Op de voordracht van Onze Minister van Justitie van 27 juni 2000, no.
5036220/00/6;
Gelet op de artikelen 63b lid 3, 153 lid 4 en 263 lid 4 van boek
2 van het Burgerlijk Wetboek en op artikel XXII van de Wet van 16 juni 1988
tot invoering van de structuurregeling voor grote coöperaties en voor
grote onderlinge waarborgmaatschappijen, Stb. 305;
Hebben goedgevonden en verstaan:
Artikel I
De bedragen, bedoeld in de artikelen 63b lid 2 onder a, 153 lid 2 onder
a en 263 lid 2 onder a van boek 2 van het Burgerlijk Wetboek, worden elk verhoogd
tot en omgezet in 13 000 000 euro.
Artikel II
Dit besluit treedt in werking met ingang van 1 september 2000.

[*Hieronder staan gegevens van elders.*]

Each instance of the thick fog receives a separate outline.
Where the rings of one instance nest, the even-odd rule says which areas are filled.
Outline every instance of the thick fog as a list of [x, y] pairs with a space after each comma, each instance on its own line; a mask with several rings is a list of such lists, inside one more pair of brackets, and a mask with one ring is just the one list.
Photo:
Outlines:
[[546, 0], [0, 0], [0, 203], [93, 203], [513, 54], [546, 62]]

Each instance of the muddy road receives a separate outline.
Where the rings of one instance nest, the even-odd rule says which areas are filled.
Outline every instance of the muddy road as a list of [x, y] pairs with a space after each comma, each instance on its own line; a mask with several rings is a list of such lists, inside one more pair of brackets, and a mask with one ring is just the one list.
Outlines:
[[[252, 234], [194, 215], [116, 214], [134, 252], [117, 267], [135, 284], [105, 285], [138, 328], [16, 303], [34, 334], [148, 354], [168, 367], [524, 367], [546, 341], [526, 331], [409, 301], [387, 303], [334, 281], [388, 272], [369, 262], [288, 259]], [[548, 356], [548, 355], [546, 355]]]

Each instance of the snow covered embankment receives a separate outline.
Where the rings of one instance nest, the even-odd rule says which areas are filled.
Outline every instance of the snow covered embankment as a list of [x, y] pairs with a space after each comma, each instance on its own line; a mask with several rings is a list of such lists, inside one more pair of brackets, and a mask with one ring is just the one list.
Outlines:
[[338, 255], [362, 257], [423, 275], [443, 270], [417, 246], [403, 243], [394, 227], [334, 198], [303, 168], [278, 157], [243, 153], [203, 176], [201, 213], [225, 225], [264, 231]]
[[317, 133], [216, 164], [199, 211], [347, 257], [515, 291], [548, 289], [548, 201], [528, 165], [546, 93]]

Onze Minister van Justitie is belast met de uitvoering van dit besluit,
dat met de daarbij behorende nota van toelichting in het Staatsblad zal worden
geplaatst.
's-Gravenhage, 4 juli 2000
Beatrix
De Minister van Justitie,
A. H. Korthals
Uitgegeven de dertiende juli 2000
De Minister van Justitie,
A. H. Korthals
NOTA VAN TOELICHTING
Wijziging van de grensbedragen voor de toepassing van de verplichte structuurregeling
vindt bij koninklijk besluit plaats op grond van de artikelen 63b lid 2 onder
a, 153 lid 2 onder a en 263 lid 2 onder a van boek 2 van het Burgerlijk Wetboek.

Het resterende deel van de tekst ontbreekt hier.